The second shot from Cerritos came in the 24th minute when sophomore midfielder Kavitha George’s free kick went off to the left of the net. In the second half, the Pioneers managed only two shots with the first coming in the 54th minute; a Llanes shot that was deflected up and over the net by Galicia. But she redeemed herself 14 minutes later when she took a corner kick and managed to curve the shot past Galicia for the insurance tally. Llanes, who scored the lone goal in the first meeting, leads the team with 13 goals.

“Terri is a three-year varsity player and probably one of our hardest working players on the field,” Marquez said. “If you tell her to run through a wall, she’ll probably run through a wall. With Brittany, we had a little more expectations of her, but she’s coming around. She’s coming up clutch for us when we need her to.”

The only shot on goal the Lady Dons (10-8-2, 4-7-0) would get in the second half came in the 72nd minute when junior forward Jessica Chen’s shot on a breakaway was stopped by sophomore goalkeeper Destinee Montenegro.

“That’s been our problem all year…that we’re playing as a team and we never developed a way to create offense.” Adams said of the lack of offense. “So we shifted players around and as I guessed might happen with a new coach, we never got them in the right spots to be productive enough to be able to be successful against teams like Artesia and Bellflower and the other top teams in the league.”

Knocking off Cerritos to get into the playoffs was a mirrored image for the Pioneers from the late 1990s and early 2000s when the two would battle for third place and, at the time, the last automatic playoff spot. Cerritos was a consistent third place team while the Pioneers finished in fourth place in 1998, 1999 and 2001 and tied Cerritos for third place in 2000.

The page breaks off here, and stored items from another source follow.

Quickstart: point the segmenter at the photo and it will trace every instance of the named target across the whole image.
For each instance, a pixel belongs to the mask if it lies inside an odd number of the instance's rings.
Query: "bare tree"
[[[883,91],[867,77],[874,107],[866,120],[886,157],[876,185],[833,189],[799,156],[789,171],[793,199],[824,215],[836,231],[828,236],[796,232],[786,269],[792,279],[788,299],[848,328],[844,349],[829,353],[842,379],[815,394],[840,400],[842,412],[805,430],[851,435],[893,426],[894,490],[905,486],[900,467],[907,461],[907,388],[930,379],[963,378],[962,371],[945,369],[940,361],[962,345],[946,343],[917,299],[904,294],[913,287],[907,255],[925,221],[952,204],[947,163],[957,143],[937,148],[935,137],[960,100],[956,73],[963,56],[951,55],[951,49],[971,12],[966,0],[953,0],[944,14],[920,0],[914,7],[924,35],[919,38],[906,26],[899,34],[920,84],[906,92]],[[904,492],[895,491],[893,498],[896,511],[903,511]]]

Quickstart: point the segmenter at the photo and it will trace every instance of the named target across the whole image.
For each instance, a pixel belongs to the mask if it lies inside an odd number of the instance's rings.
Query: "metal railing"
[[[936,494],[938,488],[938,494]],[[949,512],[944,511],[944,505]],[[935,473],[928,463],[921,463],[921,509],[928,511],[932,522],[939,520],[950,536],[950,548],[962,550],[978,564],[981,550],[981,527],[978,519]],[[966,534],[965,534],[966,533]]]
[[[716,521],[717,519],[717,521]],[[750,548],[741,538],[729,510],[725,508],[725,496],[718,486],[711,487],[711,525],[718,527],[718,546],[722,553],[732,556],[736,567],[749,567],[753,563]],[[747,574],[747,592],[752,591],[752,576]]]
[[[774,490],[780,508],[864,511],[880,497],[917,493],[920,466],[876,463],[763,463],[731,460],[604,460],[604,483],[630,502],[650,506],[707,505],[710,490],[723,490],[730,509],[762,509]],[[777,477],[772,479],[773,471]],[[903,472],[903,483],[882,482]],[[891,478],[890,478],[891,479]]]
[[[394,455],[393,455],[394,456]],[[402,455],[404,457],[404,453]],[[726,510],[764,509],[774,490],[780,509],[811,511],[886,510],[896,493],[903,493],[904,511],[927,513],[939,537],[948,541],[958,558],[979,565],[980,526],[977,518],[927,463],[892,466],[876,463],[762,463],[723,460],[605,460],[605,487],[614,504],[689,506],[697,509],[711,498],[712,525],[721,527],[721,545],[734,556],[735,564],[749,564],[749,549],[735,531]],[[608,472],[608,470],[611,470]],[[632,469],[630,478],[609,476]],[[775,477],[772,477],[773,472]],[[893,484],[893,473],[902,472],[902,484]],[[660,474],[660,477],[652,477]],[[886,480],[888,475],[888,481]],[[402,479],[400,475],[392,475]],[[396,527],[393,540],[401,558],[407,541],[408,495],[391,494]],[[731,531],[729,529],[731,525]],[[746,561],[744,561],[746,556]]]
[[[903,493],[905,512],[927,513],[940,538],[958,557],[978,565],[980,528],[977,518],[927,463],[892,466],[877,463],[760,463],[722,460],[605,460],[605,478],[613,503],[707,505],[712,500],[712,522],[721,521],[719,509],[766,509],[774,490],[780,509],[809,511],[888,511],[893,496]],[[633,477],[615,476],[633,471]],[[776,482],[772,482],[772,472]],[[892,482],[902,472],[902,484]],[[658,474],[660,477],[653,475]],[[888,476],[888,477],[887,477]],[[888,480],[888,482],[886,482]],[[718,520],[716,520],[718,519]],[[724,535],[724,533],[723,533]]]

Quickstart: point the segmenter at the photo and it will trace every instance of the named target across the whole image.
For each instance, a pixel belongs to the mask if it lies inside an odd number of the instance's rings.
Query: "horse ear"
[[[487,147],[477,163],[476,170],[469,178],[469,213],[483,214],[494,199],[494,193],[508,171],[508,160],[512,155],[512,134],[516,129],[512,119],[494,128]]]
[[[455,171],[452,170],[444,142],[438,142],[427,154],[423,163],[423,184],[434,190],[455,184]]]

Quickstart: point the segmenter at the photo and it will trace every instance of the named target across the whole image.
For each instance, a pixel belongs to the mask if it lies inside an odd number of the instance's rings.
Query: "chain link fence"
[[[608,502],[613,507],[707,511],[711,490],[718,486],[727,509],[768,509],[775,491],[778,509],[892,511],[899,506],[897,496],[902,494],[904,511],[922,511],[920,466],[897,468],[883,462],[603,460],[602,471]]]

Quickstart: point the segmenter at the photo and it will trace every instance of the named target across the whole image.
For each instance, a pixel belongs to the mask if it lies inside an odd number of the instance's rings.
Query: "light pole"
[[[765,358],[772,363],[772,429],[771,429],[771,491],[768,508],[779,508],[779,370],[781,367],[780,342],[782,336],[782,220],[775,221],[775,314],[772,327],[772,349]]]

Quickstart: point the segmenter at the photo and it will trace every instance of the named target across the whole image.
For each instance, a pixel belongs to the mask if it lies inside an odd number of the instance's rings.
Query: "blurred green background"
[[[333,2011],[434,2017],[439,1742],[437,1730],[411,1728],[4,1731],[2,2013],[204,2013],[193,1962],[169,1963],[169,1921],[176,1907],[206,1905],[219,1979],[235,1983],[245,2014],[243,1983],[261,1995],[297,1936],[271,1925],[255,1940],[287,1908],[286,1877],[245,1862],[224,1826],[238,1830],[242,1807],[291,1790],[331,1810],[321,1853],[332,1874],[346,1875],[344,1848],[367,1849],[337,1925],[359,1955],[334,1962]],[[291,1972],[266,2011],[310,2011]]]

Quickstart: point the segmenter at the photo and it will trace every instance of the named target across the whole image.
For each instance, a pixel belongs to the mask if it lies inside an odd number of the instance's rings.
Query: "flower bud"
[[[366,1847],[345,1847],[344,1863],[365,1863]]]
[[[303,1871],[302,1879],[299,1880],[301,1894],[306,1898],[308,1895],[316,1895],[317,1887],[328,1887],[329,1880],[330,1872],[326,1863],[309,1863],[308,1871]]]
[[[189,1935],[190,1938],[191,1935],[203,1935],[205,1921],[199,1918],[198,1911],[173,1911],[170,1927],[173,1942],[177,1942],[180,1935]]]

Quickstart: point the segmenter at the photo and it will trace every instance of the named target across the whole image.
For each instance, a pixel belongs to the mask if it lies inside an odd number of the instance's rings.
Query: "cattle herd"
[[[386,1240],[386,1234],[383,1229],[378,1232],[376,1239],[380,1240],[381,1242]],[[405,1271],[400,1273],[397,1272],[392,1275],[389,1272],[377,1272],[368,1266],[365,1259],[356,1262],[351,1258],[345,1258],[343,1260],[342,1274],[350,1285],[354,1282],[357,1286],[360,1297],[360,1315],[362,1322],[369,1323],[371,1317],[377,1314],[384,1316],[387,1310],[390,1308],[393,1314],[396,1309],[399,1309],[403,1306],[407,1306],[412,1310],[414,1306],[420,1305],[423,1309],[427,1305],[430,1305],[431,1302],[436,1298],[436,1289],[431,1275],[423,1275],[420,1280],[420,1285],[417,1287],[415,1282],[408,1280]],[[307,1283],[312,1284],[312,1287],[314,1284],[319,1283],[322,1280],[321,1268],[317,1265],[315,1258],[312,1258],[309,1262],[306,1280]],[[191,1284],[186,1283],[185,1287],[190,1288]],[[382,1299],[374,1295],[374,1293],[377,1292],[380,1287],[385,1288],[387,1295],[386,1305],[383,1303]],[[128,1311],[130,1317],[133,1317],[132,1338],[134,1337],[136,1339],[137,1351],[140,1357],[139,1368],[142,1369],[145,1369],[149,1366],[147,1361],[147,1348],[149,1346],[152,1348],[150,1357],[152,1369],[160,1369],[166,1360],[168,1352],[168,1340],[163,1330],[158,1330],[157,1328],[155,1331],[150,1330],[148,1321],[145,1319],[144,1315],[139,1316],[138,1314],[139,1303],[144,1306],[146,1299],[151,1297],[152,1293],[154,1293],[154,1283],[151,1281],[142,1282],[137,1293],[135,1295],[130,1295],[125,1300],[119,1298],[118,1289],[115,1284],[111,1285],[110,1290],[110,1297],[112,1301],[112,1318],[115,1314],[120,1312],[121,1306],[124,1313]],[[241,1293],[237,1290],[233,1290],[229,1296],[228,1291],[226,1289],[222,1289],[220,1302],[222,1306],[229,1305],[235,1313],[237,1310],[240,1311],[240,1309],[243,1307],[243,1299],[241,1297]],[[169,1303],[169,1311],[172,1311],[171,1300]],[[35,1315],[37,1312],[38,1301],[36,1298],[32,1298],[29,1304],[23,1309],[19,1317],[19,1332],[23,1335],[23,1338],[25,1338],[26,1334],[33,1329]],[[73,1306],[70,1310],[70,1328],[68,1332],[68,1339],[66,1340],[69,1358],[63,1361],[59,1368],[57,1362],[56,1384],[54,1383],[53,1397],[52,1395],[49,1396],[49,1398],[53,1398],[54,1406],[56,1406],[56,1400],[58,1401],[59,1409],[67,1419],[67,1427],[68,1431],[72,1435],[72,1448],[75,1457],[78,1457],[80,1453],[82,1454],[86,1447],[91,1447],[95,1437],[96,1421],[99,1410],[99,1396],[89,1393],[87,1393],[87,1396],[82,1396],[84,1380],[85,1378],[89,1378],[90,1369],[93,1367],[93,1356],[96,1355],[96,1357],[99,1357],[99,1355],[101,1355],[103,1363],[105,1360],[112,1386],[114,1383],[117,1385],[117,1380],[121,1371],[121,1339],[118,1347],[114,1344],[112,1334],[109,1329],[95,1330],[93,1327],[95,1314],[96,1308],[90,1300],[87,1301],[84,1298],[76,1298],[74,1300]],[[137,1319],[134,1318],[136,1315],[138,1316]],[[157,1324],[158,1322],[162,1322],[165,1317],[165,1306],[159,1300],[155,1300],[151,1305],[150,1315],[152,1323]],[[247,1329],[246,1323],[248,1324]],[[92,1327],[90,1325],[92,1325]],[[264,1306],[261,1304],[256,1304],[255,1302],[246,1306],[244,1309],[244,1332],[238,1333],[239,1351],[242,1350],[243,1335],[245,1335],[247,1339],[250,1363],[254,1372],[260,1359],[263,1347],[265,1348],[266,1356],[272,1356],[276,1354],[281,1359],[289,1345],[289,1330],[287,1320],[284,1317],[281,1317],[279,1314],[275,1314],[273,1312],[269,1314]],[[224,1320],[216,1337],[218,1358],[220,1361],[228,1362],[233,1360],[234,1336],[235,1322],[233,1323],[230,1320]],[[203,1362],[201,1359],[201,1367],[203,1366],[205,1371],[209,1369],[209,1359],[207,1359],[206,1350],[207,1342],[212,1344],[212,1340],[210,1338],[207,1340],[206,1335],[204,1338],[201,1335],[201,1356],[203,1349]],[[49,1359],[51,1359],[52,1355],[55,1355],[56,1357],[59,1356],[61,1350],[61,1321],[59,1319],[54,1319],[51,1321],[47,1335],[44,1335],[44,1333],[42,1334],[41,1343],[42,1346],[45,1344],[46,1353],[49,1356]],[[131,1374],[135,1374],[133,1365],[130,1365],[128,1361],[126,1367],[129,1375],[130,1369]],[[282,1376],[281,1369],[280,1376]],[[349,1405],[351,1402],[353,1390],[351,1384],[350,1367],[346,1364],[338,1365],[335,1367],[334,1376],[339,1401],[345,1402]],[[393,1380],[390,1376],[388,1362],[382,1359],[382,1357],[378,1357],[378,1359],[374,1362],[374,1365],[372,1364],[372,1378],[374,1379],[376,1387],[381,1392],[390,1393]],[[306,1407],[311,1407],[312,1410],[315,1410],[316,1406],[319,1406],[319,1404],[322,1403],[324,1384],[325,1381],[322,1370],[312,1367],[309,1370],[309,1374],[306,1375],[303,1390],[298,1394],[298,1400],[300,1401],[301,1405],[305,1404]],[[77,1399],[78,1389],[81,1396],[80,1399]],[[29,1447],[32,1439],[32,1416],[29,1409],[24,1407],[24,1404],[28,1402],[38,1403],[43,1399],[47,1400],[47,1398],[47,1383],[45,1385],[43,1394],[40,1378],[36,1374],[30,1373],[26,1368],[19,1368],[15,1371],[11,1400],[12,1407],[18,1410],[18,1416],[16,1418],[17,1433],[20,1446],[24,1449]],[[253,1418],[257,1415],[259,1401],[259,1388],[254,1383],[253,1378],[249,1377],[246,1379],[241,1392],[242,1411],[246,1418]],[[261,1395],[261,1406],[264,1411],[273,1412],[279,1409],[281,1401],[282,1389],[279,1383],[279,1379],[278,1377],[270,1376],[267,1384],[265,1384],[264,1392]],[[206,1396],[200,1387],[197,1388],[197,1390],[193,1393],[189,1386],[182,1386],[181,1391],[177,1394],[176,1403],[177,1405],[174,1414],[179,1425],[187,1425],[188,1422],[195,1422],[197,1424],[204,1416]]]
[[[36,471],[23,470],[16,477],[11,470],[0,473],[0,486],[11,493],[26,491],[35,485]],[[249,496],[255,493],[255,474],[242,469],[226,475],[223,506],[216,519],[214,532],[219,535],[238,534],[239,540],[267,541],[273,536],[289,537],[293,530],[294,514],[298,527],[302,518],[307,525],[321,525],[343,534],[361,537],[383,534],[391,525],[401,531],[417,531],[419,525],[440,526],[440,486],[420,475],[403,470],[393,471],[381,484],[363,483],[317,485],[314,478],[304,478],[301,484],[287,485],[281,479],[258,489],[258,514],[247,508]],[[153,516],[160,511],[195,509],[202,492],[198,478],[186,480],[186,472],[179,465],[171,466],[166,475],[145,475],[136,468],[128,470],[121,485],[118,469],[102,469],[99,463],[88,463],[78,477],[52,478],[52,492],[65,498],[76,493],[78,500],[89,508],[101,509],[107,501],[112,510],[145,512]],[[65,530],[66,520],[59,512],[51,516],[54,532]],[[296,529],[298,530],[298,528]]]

“We knew it was going to be tough,” Marquez said. “I told my girls that we needed to win this game. I didn’t tell them anything about a [potential] tie or whatever. We were just looking after ourselves and playing the style that we play and going out and playing hard. I thought in the first half we did well controlling the game.”

Both teams began the regular season on a roll with the Pioneers winning seven of 10 games played in December while Cerritos went 6-1-2 before league action began and won all four games it played in the Bellflower Tournament. In fact, the Lady Dons outscored their December opponents 35-4 but allowed 15 goals in league action.

In addition, both teams are still young with Artesia graduating four players off a team of 17 and Cerritos just losing Galicia to graduation. The experience of both teams should provide another exciting 2016-2017 campaign.

“As a coaching staff, we never want to talk about projecting the next year,” Adams said. “I would expect that we will develop as a unit. Our talent will get better, our teamwork will get better and as that happens, I think we’ll mature as a group. We do look forward to every opportunity to get better and to try to find some success. As I was talking to the coaching staff today, I’m always a lot more pleased in April than I am the day after we lose, when the season comes to an end like that. When you look at it, [this season] was a very successful season and there a lot of positives to grow by. I’m very optimistic moving ahead.”

Artesia ended the regular season at John Glenn High on Feb. 11 while Cerritos travelled to La Mirada on the same day. There is a slight chance the Lady Dons could get in the playoffs as an at-large representative.